Control colonocytes and tumors were mechanically disrupted, and RNA was extracted using TRI Reagent. After DNase treatment, first-strand cDNA synthesis and PCR amplification were carried out using a Perkin-Elmer kit following the protocol recommended by the manufacturer. Briefly, 1 μg of total RNA was reverse transcribed to cDNA using random hexamers in the final volume of 40 μl, and an aliquot of the cDNA was amplified for 30 cycles using specific primers for Cox-1 and Cox-2. RT-PCR reactions were normalized to 18S RNA abundance as an internal standard (Ambion). The oligonucleotide primer sequences were as follows: (a) Cox-2: sense 5′-ACACTCTATCACTGGCATCC-3′ and antisense 5′-GAAGGGACACCCTTTCACAT-3′, which were predicted to amplify a product of 584 bp; and (b) Cox-1: sense 5′-AGCCCCTCATTCACCCATTT-3′ and antisense 5′-CACGGACGCCTGTTCTACGG-3′, which were predicted to amplify a product of 561 bp. The cycling parameters were the following: (a) 1.5 min at 94°C for denaturation; (b) 1.5 min at 56°C for primer annealing; and (c) 1.5 min at 72°C for extension. A single 10-min elongation period at 72°C completed the PCR amplification. Products of the predicted size were identified by electrophoresis on a 2% agarose gel containing ethidium bromide and sequenced to authenticate the product. The quantitative assays used 10-fold dilutions of cDNA that we determined in preliminary studies ensured the PCR products were within the linear amplification range. RNA samples subjected to the PCR procedure without previous reverse transcription served as negative reverse transcriptase controls to assess genomic DNA contamination. Appropriate blanks, lacking cDNA templates, were included to serve as controls for cDNA contamination.

Statistical Methods.

Data were expressed as means ± SD. Incidences of Ras mutations were compared by the Fisher exact test. Differences in the incidence of tumors with activated versus nonactivated Ras were determined by χ2 analysis. Levels of Ras activation and Cox-2 expression were compared by ANOVA. Values of P < 0.05 were considered statistically significant.

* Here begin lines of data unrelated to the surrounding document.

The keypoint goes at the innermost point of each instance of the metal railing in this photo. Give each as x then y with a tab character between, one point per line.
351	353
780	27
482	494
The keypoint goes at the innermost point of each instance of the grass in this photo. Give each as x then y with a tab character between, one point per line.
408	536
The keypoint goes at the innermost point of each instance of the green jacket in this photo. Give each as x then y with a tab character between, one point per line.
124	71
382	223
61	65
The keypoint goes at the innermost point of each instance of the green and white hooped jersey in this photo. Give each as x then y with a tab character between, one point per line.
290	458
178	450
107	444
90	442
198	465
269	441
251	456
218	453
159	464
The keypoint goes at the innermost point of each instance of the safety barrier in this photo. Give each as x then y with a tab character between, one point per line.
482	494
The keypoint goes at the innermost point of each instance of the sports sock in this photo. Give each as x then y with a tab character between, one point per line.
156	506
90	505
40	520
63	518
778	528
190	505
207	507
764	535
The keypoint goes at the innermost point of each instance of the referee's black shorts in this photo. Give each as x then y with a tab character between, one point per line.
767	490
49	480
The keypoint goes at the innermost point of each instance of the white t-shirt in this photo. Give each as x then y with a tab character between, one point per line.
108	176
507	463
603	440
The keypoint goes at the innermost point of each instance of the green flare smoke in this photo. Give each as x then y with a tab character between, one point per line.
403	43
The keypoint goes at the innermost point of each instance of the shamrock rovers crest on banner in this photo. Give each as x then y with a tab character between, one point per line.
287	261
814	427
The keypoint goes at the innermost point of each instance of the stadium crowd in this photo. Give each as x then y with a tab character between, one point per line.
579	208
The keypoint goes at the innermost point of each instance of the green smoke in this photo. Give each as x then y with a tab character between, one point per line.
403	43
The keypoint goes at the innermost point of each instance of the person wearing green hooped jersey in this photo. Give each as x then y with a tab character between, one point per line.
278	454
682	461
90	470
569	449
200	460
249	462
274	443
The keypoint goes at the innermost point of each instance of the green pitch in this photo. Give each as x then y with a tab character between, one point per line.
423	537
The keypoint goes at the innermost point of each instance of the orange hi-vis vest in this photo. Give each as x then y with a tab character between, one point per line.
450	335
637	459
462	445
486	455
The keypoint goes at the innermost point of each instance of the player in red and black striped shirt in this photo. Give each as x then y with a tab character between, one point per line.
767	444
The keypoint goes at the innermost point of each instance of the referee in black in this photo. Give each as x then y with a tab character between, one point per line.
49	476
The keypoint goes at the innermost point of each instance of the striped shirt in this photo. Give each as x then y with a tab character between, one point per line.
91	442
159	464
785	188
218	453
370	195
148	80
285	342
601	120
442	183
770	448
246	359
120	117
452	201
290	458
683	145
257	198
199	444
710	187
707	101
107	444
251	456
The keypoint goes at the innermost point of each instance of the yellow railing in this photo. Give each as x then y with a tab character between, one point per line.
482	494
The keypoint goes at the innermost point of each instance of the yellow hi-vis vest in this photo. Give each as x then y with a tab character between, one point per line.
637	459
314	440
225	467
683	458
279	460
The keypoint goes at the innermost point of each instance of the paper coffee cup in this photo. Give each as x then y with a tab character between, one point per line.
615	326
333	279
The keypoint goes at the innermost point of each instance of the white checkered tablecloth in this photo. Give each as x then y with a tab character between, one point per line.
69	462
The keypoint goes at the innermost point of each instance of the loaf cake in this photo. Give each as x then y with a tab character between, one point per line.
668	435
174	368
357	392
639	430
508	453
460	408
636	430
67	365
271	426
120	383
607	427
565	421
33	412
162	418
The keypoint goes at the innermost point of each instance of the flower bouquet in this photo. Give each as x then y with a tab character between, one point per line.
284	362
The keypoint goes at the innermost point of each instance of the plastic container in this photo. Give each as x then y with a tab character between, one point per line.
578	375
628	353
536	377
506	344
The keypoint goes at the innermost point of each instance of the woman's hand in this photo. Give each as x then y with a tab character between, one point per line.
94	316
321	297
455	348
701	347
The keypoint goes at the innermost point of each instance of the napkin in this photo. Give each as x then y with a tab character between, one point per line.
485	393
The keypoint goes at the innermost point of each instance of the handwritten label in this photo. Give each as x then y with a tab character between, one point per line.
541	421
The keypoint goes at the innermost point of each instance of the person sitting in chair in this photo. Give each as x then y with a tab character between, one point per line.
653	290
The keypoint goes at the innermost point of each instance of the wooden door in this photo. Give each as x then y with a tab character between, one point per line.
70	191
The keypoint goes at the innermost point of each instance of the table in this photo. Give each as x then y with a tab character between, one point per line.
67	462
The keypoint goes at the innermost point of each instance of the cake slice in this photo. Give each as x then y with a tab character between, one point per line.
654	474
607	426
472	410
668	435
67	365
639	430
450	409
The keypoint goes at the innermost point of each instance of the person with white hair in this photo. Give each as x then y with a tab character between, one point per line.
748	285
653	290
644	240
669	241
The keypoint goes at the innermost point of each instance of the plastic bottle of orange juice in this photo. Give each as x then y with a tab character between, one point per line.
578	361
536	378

Effects of UDCA on K-ras Mutations and Ras Activation in AOM Tumors.

We and others (20, 27, 32) have shown previously that UDCA is chemopreventive in the AOM model of colon cancer. In this model, AOM methylates guanine bases, leading to G to A transitions. In agreement with others, we have demonstrated that AOM tumors, like human colon cancers, frequently possess K-ras mutations (14, 33). To extend these studies, we have examined the effect of UDCA supplementation on AOM-induced K-ras mutations. In the AOM alone and AOM + UDCA groups, there were ∼20% adenocarcinomas and 80% adenomas. We classified these tumors by K-ras mutational status using three complementary methodologies: (a) ASOH; (b) PM-RFLP; and (c) direct DNA sequencing. Using a very sensitive enriched PM-RFLP method, we also examined these tumors for codon 12 G→A transitions, the most common K-ras mutation in this model. There was complete agreement among these methods in identifying tumors with WT and mutant K-ras. A representative gel of K-ras exon 1 by PM-RFLP is shown in Fig. 1, and the results of the K-ras mutational analysis are summarized in Table 1. There were K-ras mutations in 9 of 49 AOM tumors (18.4%) in the AOM alone group, compared with only 1 K-ras mutation in 31 tumors (3.2%; P < 0.05) from carcinogen-treated animals supplemented with UDCA. These findings indicate that UDCA inhibits the development of tumors with K-ras mutations.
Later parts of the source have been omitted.